Betsy nodded and so did Jill. But maybe he didn’t want his hobby widely known. “Cindy, would you mind not telling him you told us he crochets?”
“Certainly, if you want me not to.”
“Thanks.”
Then Betsy noticed the unusual way Cindy had arranged the shelves holding knitting yarn at the back of the shop. Instead of level shelves, the boards had been fastened to the wall diagonally, with more boards going the other way diagonally.

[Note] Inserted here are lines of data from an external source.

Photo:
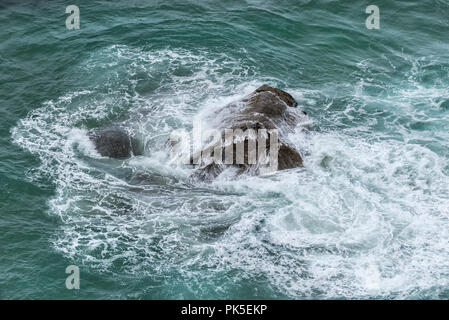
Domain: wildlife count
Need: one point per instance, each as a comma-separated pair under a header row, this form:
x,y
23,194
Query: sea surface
x,y
367,217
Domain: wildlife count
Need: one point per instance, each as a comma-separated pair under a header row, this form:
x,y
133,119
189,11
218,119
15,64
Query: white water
x,y
367,216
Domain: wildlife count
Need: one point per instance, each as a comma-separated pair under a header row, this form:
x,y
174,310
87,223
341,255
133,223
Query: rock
x,y
114,143
265,108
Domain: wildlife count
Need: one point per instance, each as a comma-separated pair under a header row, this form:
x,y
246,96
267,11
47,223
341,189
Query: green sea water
x,y
367,216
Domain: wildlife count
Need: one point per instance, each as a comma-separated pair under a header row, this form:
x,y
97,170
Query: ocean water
x,y
366,218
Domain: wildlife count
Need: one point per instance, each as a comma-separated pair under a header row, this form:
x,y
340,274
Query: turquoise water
x,y
367,216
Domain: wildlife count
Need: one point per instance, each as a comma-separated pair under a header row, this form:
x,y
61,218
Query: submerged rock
x,y
114,143
265,108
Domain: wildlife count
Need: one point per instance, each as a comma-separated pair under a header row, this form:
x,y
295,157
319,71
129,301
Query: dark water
x,y
367,217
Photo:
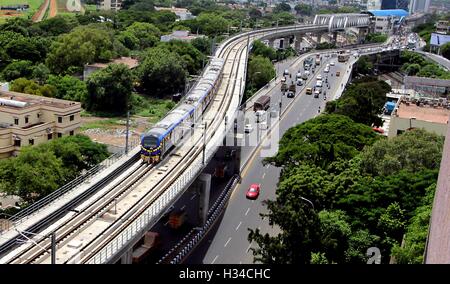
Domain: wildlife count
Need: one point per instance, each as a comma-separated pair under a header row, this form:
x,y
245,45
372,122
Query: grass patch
x,y
103,123
154,109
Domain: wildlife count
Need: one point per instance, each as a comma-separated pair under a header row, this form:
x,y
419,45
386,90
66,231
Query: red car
x,y
253,191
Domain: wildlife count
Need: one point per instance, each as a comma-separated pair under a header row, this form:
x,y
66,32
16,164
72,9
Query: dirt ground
x,y
114,135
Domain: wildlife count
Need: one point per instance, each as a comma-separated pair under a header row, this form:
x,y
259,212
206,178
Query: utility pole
x,y
204,142
53,241
128,129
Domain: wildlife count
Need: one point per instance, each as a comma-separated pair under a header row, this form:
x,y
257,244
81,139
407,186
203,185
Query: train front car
x,y
151,147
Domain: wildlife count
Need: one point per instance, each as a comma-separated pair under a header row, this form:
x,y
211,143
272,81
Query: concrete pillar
x,y
298,42
285,43
334,37
127,257
319,38
204,183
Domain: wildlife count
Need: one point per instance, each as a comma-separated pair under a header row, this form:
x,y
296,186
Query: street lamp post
x,y
204,142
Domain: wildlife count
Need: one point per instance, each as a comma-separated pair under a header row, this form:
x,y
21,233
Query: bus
x,y
343,56
263,103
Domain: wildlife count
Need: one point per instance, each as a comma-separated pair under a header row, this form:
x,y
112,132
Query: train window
x,y
150,141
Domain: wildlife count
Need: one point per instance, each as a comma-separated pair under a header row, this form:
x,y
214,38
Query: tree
x,y
68,87
364,65
23,85
445,50
322,140
212,24
192,57
303,9
358,243
282,7
334,234
362,101
17,69
161,73
109,89
260,71
140,36
298,237
412,151
81,46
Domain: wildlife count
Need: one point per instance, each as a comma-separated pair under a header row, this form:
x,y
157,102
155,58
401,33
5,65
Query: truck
x,y
305,75
262,103
177,218
318,59
151,243
292,88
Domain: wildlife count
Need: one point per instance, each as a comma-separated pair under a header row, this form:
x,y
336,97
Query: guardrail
x,y
38,205
184,247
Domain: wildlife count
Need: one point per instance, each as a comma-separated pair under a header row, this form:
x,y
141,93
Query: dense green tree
x,y
203,44
192,58
364,65
358,244
82,45
212,24
298,238
282,7
445,50
362,101
260,71
140,36
413,151
17,69
68,87
161,73
260,49
109,89
23,85
303,9
322,140
334,234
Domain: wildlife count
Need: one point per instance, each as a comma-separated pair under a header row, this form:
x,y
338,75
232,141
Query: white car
x,y
248,128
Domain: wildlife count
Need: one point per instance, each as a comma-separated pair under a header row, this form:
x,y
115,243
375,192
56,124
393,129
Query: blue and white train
x,y
168,132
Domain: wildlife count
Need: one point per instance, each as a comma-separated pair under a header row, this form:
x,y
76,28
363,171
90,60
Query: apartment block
x,y
30,120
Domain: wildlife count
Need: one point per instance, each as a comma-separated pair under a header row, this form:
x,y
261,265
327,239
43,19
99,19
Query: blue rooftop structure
x,y
439,39
386,13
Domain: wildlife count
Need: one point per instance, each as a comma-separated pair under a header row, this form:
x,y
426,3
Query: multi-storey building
x,y
31,120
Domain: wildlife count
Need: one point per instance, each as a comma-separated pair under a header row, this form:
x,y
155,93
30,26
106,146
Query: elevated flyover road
x,y
105,227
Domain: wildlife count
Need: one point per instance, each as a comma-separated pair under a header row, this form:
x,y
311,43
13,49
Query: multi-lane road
x,y
228,242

This arrangement formed floor-to-ceiling diamond-shaped compartments into which the yarn was laid, each holding a color or weight of its own.
Betsy went back for a closer look. “What a clever set of shelves!” she said. “I may copy that for my shop.”
Jill approached the shelves, too, the better to see their contents. “Well, look at this, she has Windy Valley Qiviut yarn!”
Made from the undercoat of musk ox, qiviut was softer and lighter than cashmere and eight times warmer than wool—and far, far more expensive. Each skein, containing 218 yards, weighed only an ounce. She turned to Betsy. “You aren’t about to place an order for this, are you?”
Betsy came for a closer look at the stuff. It was the softest yarn she had ever handled, and almost weightless in her hand. Then she saw the price.
“I’m afraid not, unless I get an order in advance.”
Cindy said, “I special ordered it for a customer, and she got sick and I held it for her until I’d had it past the return date, then she up and died on me. I can make you a deal on it.”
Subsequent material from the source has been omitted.